When you get into a tight place and everything goes against you, till it seems as though you could not hang on a minute longer, never give up then, for that is just the place and time that the tide will turn. -Harriet Beecher Stowe
Last week, our longtime reader Pamela asked if I could explain how the tides work. As you all know, when the tide comes in at the ocean, the water level appears to rise (and can do so significantly), while at low tide, the water level appears to drop.
This goes in a cycle twice per day, with the ocean level reaching its highest point twice daily (high tide), having the water recede over a period of six hours until it reaches its lowest level (low tide), and then having the water level rise again over a period of another six hours until it reaches the next high tide.

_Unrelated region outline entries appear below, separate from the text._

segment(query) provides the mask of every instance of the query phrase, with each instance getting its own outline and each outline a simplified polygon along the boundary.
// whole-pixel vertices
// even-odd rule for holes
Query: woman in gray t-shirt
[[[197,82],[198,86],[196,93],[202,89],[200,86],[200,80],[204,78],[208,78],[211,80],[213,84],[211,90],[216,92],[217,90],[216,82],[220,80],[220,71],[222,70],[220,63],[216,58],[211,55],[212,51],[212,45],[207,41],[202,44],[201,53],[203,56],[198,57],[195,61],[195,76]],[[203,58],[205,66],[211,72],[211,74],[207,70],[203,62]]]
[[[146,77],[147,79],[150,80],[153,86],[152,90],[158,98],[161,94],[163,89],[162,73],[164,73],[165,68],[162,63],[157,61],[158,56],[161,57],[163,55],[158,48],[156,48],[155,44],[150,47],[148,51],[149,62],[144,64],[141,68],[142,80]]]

Variations in the height of the water level are typically on the order of three meters (maybe ten feet) each day, depending on a couple of factors, which I’ll go into below.

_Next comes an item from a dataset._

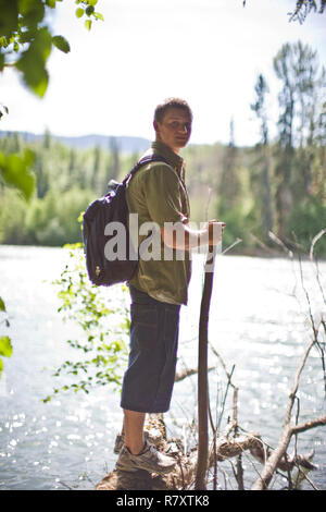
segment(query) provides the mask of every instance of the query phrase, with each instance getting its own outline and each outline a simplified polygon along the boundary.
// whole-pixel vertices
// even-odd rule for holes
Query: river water
[[[0,489],[93,489],[114,467],[115,436],[121,427],[118,393],[109,387],[90,394],[59,394],[42,399],[58,387],[53,368],[67,359],[73,349],[67,339],[80,337],[74,324],[58,313],[60,277],[67,259],[63,248],[0,246],[0,296],[5,301],[10,327],[1,334],[12,339],[13,355],[3,357],[0,380]],[[210,342],[223,357],[239,388],[238,420],[242,428],[259,432],[275,447],[280,434],[288,395],[301,356],[312,337],[310,307],[315,321],[325,307],[319,283],[326,290],[326,263],[318,272],[310,261],[287,258],[218,256],[210,313]],[[302,288],[302,279],[304,289]],[[189,304],[181,308],[178,370],[197,366],[197,333],[203,282],[203,260],[193,261]],[[105,291],[114,297],[116,289]],[[325,339],[321,341],[325,342]],[[216,356],[210,352],[212,414],[220,417],[226,379]],[[302,374],[300,419],[325,413],[321,355],[313,349]],[[171,436],[191,440],[191,420],[197,414],[197,377],[177,382],[165,420]],[[294,412],[297,407],[294,409]],[[225,401],[223,425],[231,415],[231,390]],[[292,446],[291,446],[292,448]],[[318,468],[309,477],[326,489],[326,429],[318,427],[299,437],[298,451],[315,451]],[[291,450],[290,450],[291,451]],[[243,455],[244,480],[250,488],[261,468]],[[222,465],[222,488],[235,488],[229,462]],[[274,488],[285,485],[277,477]],[[305,489],[311,489],[305,483]]]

The reason we have any tides at all are twofold: the Earth is pretty big and gravity cares how far away you are. The farther away you are from something, the weaker gravity’s pull is on you. If you were to take a look at our Solar System, and you were to move the Earth out to where Pluto is, you’d find that the force of gravity from the Sun on the Earth would be an astounding 1,600 times weaker than it is today, as Pluto is 40 times as far away as Earth is from the Sun!
If you were to look at everything in our Solar System and ask what affects the Earth the most, gravitationally, you’d think to look at two things: the Moon, because it’s massive and it’s very, very close to us, and the Sun, because it’s extremely massive, even though it’s quite far away. Let’s start by considering the Moon.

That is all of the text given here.